The error i get looks like this.

    line: matrix_bd = _rel_pos_enc_shift(matrix_bd, axis, pos_emb_spatial_dim, hist_dim)
    locals:
      matrix_bd = <local> Tensor{'dot', ['initial-beam'(1),B?,'num_heads'(8),'self_att_expand_dim_init+1'(1)]}
      _rel_pos_enc_shift = <global> <function _rel_pos_enc_shift at 0x7f78c8937ac0>
      axis = <local> Dim{'single-step'!}
      pos_emb_spatial_dim = <local> Dim{'self_att_expand_dim_init+1'(1)}
      hist_dim = <local> Dim{'self_att_expand_dim_init+1'(1)}
  File "returnn/returnn/frontend/attention.py", line 412, in _rel_pos_enc_shift
    line: batch_dims = x.remaining_dims((axis, pos_emb_spatial_dim))
    locals:
      batch_dims = <not found>
      x = <local> Tensor{'dot', ['initial-beam'(1),B?,'num_heads'(8),'self_att_expand_dim_init+1'(1)]}
      x.remaining_dims = <local> <bound method _TensorMixin.remaining_dims of Tensor{'dot', ['initial-beam'(1),B?,'num_heads'(8),'self_att_expand_dim_init+1'(1)]}>
      axis = <local> Dim{'single-step'!}
      pos_emb_spatial_dim = <local> Dim{'self_att_expand_dim_init+1'(1)}
  File "returnn/returnn/tensor/_tensor_extra.py", line 1849, in _TensorMixin.remaining_dims
    line: batch_dims.remove(remove_)
    locals:
      batch_dims = <local> [Dim{'initial-beam'(1)}, Dim{B}, Dim{'num_heads'(8)}, Dim{'self_att_expand_dim_init+1'(1)}]
      batch_dims.remove = <local> <built-in method remove of list object at 0x7f7811ab6900>
      remove_ = <local> Dim{'single-step'!}
ValueError: list.remove(x): x not in list

I don't have an easy setup yet for you to reproduce this.
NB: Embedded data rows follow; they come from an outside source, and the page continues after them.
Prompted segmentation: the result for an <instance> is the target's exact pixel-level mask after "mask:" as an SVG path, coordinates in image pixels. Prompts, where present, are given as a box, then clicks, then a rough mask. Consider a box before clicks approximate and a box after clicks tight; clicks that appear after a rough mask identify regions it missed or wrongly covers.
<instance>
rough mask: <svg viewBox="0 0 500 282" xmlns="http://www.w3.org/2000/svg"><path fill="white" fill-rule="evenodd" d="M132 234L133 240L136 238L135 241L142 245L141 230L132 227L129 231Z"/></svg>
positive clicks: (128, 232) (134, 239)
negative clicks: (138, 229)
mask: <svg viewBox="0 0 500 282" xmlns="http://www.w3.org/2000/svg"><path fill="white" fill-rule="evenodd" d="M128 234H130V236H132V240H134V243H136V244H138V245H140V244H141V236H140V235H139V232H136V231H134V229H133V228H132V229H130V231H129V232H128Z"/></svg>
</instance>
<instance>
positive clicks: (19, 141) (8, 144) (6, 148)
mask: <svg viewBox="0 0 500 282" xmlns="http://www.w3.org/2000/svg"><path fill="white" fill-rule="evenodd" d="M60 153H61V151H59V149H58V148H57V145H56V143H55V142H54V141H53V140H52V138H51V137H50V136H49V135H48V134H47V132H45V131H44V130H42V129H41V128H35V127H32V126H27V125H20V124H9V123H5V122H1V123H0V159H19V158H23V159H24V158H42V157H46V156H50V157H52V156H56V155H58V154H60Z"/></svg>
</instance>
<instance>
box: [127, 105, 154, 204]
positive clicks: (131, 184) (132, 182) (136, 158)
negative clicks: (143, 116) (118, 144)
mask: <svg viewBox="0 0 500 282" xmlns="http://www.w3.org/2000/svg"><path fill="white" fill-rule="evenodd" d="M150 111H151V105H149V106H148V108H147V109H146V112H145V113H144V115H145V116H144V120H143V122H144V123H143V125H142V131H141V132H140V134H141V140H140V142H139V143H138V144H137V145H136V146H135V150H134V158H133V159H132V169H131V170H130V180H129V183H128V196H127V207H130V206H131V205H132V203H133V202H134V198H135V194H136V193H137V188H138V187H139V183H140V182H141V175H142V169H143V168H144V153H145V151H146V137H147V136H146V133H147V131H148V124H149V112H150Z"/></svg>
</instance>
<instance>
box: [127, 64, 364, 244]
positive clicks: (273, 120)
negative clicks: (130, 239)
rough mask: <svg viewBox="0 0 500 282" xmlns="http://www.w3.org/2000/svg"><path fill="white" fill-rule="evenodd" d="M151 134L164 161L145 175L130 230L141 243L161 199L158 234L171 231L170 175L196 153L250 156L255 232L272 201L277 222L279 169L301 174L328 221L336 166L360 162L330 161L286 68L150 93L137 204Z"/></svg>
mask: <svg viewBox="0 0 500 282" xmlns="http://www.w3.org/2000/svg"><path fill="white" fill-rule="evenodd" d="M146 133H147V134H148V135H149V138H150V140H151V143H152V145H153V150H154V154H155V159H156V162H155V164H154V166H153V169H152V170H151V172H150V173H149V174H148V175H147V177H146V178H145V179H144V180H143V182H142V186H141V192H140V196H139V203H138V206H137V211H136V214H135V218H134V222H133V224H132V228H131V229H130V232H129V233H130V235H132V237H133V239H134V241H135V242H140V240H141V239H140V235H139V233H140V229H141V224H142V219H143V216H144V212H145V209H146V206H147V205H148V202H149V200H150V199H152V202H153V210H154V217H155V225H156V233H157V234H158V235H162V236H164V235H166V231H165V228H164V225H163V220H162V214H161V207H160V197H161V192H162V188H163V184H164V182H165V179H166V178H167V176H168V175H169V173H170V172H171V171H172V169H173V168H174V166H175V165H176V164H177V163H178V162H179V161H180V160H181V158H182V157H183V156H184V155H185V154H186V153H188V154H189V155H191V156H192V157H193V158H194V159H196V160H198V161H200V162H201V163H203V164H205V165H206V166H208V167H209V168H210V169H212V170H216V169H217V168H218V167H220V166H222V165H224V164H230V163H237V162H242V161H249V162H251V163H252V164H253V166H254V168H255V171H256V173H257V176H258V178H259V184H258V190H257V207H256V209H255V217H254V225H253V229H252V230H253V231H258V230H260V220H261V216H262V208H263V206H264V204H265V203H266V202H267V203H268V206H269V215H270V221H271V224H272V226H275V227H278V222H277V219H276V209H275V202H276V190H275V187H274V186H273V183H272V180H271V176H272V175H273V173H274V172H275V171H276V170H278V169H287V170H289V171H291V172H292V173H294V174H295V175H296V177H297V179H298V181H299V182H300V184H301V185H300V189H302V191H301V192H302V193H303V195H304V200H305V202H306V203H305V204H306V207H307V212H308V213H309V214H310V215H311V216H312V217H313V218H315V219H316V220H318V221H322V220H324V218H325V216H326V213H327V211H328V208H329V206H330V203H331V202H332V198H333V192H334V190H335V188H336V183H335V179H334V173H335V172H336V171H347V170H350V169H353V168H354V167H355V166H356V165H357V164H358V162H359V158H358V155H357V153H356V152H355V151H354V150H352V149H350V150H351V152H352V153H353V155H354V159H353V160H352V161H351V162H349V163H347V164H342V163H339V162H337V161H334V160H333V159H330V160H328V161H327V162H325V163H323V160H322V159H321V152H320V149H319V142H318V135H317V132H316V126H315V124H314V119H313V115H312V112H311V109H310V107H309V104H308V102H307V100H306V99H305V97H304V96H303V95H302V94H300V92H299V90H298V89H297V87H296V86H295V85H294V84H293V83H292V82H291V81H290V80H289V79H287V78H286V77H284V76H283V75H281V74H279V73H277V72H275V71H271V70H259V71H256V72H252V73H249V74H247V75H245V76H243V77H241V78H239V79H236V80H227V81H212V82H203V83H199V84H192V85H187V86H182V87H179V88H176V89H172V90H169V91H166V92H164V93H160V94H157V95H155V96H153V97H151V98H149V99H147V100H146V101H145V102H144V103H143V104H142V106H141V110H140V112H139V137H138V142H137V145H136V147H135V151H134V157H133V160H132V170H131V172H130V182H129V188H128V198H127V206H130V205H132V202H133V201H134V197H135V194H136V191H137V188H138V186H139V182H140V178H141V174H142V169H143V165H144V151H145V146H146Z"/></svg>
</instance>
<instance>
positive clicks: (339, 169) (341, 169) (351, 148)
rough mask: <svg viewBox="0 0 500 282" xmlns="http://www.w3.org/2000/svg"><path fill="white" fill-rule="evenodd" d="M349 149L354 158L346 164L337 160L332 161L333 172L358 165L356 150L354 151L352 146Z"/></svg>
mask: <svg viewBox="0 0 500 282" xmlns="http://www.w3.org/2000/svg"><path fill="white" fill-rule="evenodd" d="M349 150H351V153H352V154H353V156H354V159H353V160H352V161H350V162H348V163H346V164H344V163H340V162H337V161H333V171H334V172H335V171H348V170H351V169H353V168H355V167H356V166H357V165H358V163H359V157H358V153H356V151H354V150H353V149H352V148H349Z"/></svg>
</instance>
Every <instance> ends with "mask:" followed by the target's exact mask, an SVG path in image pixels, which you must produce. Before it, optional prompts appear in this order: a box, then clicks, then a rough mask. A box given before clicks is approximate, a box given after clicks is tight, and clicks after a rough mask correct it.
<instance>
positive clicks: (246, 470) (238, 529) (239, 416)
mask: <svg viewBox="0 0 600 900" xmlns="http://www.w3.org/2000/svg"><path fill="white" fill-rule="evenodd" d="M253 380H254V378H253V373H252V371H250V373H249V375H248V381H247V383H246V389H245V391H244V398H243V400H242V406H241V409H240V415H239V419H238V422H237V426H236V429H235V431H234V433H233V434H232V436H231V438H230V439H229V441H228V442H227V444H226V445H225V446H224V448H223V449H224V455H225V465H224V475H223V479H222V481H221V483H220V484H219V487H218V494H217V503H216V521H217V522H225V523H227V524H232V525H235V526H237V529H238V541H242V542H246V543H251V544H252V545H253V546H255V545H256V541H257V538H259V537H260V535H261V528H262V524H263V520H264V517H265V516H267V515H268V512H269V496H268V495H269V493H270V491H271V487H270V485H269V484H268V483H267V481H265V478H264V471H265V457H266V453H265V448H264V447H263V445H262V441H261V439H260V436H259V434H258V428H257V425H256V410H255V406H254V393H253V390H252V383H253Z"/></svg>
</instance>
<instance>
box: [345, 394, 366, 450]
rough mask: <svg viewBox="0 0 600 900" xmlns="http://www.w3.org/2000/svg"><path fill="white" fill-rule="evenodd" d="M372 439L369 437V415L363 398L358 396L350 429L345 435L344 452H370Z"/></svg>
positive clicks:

However I think it should be easily reproducible when using rf.RelPosCausalSelfAttention with single_step_dim.

I also need to look deeper into the functionality behind this in order to understand what the correct behaviour would be.

If I have any new information on this I will post it here.